Hab schon bei diversen E-Shop`s gesucht, bin aber leider nicht fündig geworden.

Danke !!!


----------



## dante (3 Juli 2008)

hi mit BORIS kann man sowas doch einfach machen  
kann man bei http://www.kahlert.com/web/home.php runterladen


----------



## vierlagig (3 Juli 2008)

suche er nach Kalibrator oder Kalibrierungsgeräten ... für Spannung und Strom z.b. das Fluke 715


----------



## piffpaff (3 Juli 2008)

Es soll ein Gerät sein, mit dem ich 4-20 mA Simulieren kann. Es sollte möglichst billig sein. Ich hab gerade irgendwas von 400 € gelesen, dass kann ja wohl nicht sein.
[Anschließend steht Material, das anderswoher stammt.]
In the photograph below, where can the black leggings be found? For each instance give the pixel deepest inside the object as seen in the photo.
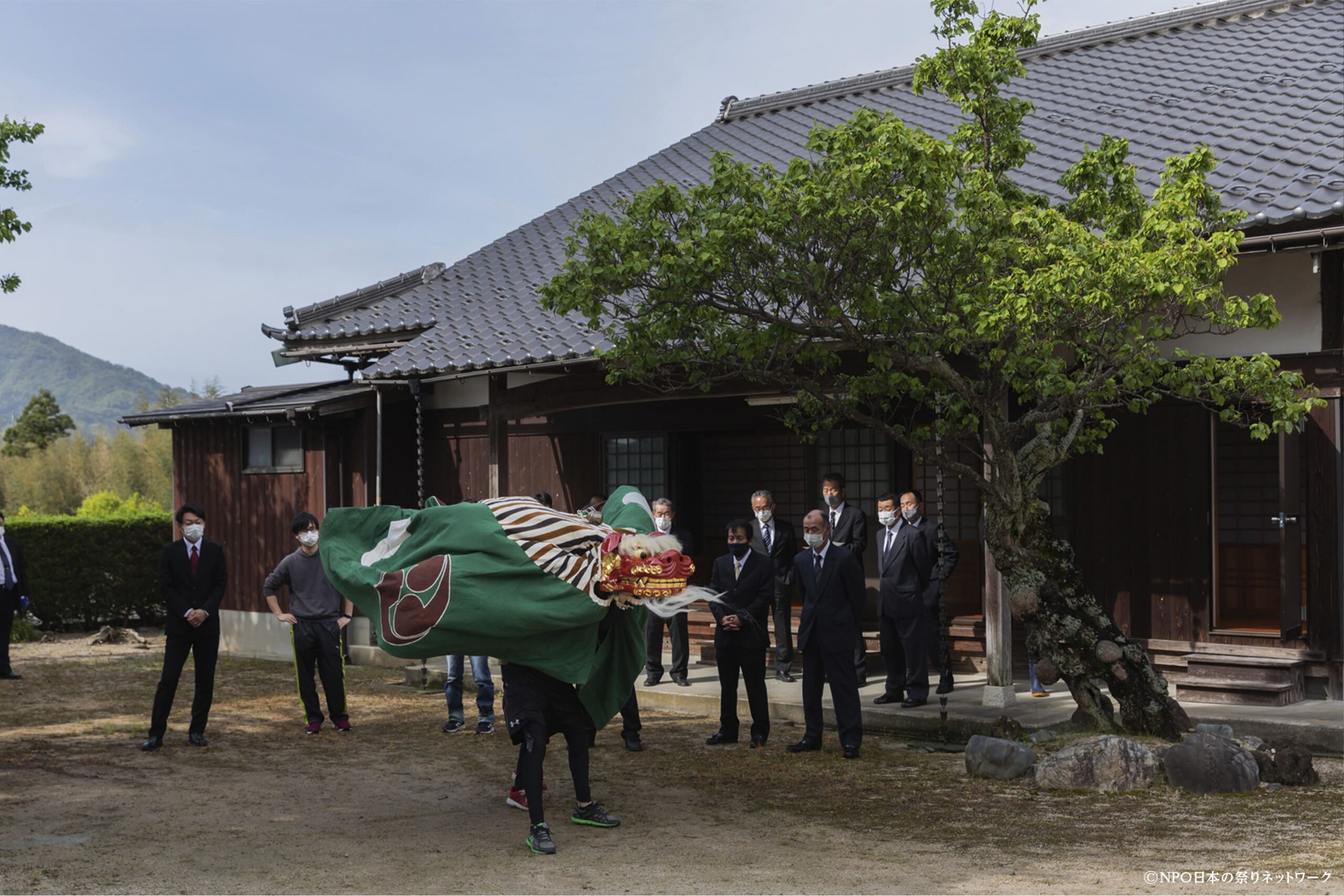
(531, 753)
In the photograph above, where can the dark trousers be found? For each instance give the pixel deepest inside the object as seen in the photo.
(531, 754)
(318, 641)
(745, 652)
(820, 667)
(905, 644)
(6, 629)
(676, 628)
(182, 640)
(783, 610)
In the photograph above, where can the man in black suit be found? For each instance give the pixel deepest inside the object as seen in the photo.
(745, 581)
(191, 581)
(848, 530)
(777, 541)
(664, 515)
(832, 618)
(14, 589)
(902, 623)
(911, 515)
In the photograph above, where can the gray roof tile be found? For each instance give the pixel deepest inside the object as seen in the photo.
(1258, 81)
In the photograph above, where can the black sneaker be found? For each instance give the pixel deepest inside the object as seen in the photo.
(539, 840)
(593, 815)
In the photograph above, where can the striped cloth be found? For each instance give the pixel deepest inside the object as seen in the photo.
(563, 544)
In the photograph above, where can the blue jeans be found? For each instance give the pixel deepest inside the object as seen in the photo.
(484, 688)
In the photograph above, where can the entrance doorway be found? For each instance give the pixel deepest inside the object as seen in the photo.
(1260, 539)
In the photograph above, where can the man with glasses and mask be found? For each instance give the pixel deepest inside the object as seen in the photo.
(831, 623)
(664, 516)
(191, 582)
(316, 617)
(776, 541)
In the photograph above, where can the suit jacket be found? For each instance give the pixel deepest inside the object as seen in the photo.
(904, 573)
(783, 549)
(832, 609)
(10, 599)
(851, 531)
(183, 592)
(928, 532)
(747, 597)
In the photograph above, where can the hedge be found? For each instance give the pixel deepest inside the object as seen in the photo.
(89, 570)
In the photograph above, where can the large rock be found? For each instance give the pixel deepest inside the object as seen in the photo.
(1206, 763)
(998, 758)
(1098, 763)
(1287, 765)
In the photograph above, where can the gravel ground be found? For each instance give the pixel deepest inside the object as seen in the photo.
(397, 806)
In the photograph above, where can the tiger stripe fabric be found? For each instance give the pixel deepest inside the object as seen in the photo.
(562, 544)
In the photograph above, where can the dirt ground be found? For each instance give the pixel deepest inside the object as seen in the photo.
(397, 806)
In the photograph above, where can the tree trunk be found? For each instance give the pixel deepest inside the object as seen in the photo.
(1074, 636)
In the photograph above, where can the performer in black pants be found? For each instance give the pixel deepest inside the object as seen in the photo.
(318, 614)
(537, 707)
(191, 581)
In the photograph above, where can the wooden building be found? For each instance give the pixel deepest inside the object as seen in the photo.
(1222, 554)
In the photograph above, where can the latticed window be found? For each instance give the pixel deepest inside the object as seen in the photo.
(636, 460)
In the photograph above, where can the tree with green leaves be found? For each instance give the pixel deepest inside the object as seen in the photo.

Mit dem Link kann ich irgendwie nicht viel anfangen.


----------



## vierlagig (3 Juli 2008)

piffpaff schrieb:


> Ich hab gerade irgendwas von 400 € gelesen, dass kann ja wohl nicht sein.



tja, drunter wird schwer, da hilft nur selber basteln

z.B.: einen Messumformer Pt100 auf 4...20mA und ein Potentiometer ... Gesamtkosten ca. 230 Taler


----------



## Pizza (4 Juli 2008)

hi piffpaff

schau mal hier, 
meinst du sowas
http://www.sps-forum.de/showthread.php?t=16214

Gruss

Pizza


----------



## Onkel Dagobert (4 Juli 2008)

Ich verwende zu solch einem Zweck Analogwertgeber von BTR.

http://www.btr-netcom.com/index.php?scriptlet=Products/Overview&id=111&addNavID=752721.26644


Gruß, Onkel


----------



## Falcon4 (4 Juli 2008)

Was soll den mit dem Gerät gemacht werden? Klar Simulationeines Normsignal ja das ist klar. Aber was soll Kalibriert/eingemessen werden? Je nach dem welchen Zweck(Herstellungsprozeß oder garantierte Produkteigenschaften) und Genauigkeit die Messstelle hat sollte/muss es doch ein "teurer" Kalibrator/Normsignalgeber sein!


----------



## Alzi (24 Juli 2009)

*PT100 Simulator fernsteuerbar gesucht*

Hallo zusammen, 
ich bin auf der Suche nach einem PT100 Simulator den man per Software fernsteuern kann. Am Besten noch mit mehreren Kanälen.
Weiss evtl. jemand ob es sowas gibt und wo mann es bekommt. Preis ist eher zweitrangig.
Dank schon mal


----------